Daycares Need Temporary Pandemic License Starting Thursday
YOUNGSTOWN, Ohio — Beginning Thursday, all daycares and child care centers will be required to have a temporary pandemic child-care license to continue operating.
Ohio Gov. Mike DeWine announced the order during his daily coronavirus update Sunday afternoon. The order will run until April 30 and may be extended, he said.
“Obviously, the concern in regard to daycare is when you’re putting a large number of children together, social distancing does not work too well and children are known to share about everything,” DeWine said.
Since the onset of the COVID-19 strain in Ohio, the number of children in state subsidized daycare has “gone down dramatically” to about 17,000, down from 117,000, he said. “We do not have good numbers in regard to private daycare,” but those numbers have gone down as well, he said.
It was time for the state to move onto the next stage with daycare in an effort to keep children and their families safe, “and to ensure there are enough essential workers to be able to man the hospitals and do the jobs that need to be done,” DeWine said.
According to the Department of Job and Family Services, a temporary pandemic child care center license is a “short-term license to provide child care services to children whose parents are employed providing health and safety services as defined by the Ohio department of job and family services,” states the agency’s website.
Child care centers must fill out and submit an application for the license to continue operating. Some centers have already applied for the license and the approval process is in the works, DeWine said.

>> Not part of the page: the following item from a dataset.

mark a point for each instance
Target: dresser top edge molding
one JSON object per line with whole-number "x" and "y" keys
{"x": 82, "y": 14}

In addition, the order requires a maximum of six children per room as well as limited shared space. While DeWine and Ohio Department of Health Director Dr. Amy Acton strongly advise against communal space for children, if there is a shared space, the center must abide by a “rigorous cleaning schedule,” DeWine said.
Centers are also instructed to keep children of parents of the same employer together whenever possible, and to limit parent interaction at drop off and pick up, he noted.
“I felt that it was necessary to minimize the risk to these children from other children in regard to coronavirus, but also the risk that poses to that child’s family when that child goes home,” DeWine said.